Reuters reports that China’s second-quarter pork output fell 4.7 percent compared with the same period a year ago to 9.6 million tonnes, according to Reuters calculations based on data released on Thursday by the National Bureau of Statistics that showed a 19.1 percent drop for the first six months of 2020.

Though it represents some progress from the nearly one-third slide seen in fourth-quarter 2019 output, the first-half drop underlines the huge task China still faces in rebuilding its hog herd since African swine fever swept through the country's farms at the end of 2018. Some analysts believe the herd shrank by as much as 60 percent.

China slaughtered 251.03 million hogs in the first six months of the year, the National Bureau of Statistics said - a 20 percent drop from the same period a year earlier.

Its pig herd fell 2.2 percent year-on-year to 339.96 million head at end-June, but was up from 321.2 million at end of March.

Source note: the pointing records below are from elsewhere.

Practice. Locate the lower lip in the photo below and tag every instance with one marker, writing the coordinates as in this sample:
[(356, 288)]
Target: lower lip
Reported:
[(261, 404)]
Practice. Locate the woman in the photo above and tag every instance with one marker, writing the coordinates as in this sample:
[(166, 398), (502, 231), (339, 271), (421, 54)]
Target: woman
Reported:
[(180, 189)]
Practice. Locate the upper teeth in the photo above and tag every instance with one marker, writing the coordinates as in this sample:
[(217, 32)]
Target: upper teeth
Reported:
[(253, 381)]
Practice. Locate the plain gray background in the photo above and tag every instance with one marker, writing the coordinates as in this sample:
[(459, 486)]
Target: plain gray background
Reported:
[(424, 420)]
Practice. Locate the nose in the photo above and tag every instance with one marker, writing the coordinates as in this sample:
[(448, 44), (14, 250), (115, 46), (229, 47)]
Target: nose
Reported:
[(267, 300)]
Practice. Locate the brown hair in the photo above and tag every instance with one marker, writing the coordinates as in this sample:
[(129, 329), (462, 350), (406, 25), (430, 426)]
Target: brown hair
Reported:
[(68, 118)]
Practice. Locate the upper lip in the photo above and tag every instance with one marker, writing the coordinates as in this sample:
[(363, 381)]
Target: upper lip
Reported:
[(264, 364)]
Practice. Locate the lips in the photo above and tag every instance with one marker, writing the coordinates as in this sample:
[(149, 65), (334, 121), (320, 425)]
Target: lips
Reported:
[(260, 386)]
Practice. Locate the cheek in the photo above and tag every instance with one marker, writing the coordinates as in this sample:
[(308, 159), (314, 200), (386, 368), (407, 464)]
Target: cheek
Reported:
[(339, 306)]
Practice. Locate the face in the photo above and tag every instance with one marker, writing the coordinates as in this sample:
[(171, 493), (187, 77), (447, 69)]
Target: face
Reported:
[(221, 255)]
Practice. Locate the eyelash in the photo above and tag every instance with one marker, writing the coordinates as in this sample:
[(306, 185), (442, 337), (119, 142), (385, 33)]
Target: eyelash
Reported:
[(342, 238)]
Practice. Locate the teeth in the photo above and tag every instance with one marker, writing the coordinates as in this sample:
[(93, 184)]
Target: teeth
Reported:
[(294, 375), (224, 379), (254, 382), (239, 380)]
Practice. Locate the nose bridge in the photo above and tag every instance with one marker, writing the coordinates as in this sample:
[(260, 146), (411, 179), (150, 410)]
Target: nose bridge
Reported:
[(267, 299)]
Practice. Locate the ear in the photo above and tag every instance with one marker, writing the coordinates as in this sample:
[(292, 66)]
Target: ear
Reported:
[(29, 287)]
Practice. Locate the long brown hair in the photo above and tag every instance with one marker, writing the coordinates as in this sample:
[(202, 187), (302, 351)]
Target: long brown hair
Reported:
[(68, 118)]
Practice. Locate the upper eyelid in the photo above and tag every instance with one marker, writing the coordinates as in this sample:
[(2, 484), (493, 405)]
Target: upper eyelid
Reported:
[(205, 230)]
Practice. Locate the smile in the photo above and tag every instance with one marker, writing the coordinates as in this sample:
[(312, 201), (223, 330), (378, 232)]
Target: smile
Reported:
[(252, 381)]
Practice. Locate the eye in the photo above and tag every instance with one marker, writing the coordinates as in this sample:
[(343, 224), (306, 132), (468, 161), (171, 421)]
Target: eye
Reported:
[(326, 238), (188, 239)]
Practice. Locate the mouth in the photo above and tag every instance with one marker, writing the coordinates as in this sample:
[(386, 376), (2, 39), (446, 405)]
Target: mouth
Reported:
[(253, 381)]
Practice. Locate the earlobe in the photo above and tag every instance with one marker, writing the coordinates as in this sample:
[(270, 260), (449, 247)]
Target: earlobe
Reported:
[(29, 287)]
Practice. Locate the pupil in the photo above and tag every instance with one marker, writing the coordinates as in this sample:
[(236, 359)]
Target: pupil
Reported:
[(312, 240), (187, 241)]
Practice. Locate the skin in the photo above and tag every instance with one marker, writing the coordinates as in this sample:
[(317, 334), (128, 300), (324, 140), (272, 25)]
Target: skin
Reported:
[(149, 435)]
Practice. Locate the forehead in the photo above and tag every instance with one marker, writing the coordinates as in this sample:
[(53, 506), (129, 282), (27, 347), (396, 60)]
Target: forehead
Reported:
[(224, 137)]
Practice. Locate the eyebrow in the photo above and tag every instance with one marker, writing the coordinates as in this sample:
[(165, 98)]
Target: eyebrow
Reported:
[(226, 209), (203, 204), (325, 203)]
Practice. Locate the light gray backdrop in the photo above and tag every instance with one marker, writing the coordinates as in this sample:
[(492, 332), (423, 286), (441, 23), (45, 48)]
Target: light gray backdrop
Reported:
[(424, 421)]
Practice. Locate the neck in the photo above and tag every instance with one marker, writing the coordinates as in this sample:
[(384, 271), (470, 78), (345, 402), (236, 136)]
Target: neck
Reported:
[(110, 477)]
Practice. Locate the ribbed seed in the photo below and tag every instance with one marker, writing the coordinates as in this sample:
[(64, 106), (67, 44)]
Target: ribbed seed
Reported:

Pork output is set to fall by 20 percent this year, according to Rabobank analysts, after skidding to a 16-year low of 42.6 million tonnes in 2019.

However, output should recover in due course with the sow herd growing. The statistics bureau said the sow herd at the end of June was 36.29 million head, up 5.4 percent from prior year, and up 7.3 percent from 33.81 million head at the end of March.

In the first half, meat including pork, beef, mutton, and poultry output was 34.89 million tonnes, down 11 percent year-on-year.